For a long time, crypto payments sat on the edge of e-commerce. They were available, but mostly through specialist gateways, niche communities, or stores that wanted to signal they were crypto-friendly. That limited the appeal for mainstream merchants.
The mood has changed because larger payment and commerce companies are now building around stablecoins in a more practical way. Shopify, Coinbase, and Stripe have worked on bringing USDC payments on Base into Shopify Payments. Stripe’s acquisition of Bridge also points in the same direction: stablecoin infrastructure is becoming part of the broader payments stack, not just a crypto-side project.
PayPal and Visa have also explored stablecoin-related use cases, especially around transfers, payouts, and cross-border money movement. That does not mean stablecoins are suddenly everywhere at checkout. They are not. For ordinary shoppers, cards, wallets, PayPal, and local payment methods still feel more familiar.
A customer who already manages crypto is not starting from zero at checkout. They may read about crypto trading strategies for 2026, move between assets, and use stablecoins when they want something closer to digital cash.

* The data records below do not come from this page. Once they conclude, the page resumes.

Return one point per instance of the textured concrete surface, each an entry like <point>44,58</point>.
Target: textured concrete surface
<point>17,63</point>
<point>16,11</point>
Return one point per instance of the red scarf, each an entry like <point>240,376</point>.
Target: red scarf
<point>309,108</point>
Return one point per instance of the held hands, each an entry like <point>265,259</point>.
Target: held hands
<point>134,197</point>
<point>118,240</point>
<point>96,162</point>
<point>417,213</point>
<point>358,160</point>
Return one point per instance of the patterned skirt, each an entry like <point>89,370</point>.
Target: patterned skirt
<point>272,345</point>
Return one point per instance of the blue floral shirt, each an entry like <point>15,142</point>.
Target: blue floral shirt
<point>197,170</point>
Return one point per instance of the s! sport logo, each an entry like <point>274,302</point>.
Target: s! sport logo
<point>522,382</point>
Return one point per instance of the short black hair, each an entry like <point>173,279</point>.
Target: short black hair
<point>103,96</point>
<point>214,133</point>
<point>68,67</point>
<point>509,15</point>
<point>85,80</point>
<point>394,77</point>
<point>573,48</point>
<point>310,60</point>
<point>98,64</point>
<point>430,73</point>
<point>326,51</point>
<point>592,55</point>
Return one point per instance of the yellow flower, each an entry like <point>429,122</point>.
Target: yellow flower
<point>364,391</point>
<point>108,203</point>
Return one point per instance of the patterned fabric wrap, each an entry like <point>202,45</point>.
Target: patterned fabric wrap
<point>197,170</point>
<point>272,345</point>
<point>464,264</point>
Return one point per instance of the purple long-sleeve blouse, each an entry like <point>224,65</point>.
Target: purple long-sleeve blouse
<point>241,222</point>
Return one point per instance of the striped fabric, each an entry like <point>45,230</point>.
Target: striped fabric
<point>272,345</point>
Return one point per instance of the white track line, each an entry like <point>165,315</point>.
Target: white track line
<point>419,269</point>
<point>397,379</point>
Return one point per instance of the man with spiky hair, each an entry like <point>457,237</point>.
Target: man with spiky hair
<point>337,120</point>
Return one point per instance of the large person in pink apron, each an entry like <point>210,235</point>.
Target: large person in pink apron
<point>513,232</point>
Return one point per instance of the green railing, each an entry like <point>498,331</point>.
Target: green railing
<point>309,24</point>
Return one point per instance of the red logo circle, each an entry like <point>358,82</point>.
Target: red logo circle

For this type of buyer, a USDC payment option does not feel like a technical experiment. It feels like a normal way to use funds they already hold.
But the direction is still worth noticing. Stablecoins are moving from “something a crypto user can do” toward “something a merchant may be able to offer through an established provider.” For e-commerce, that is the difference between a novelty and a usable payment option.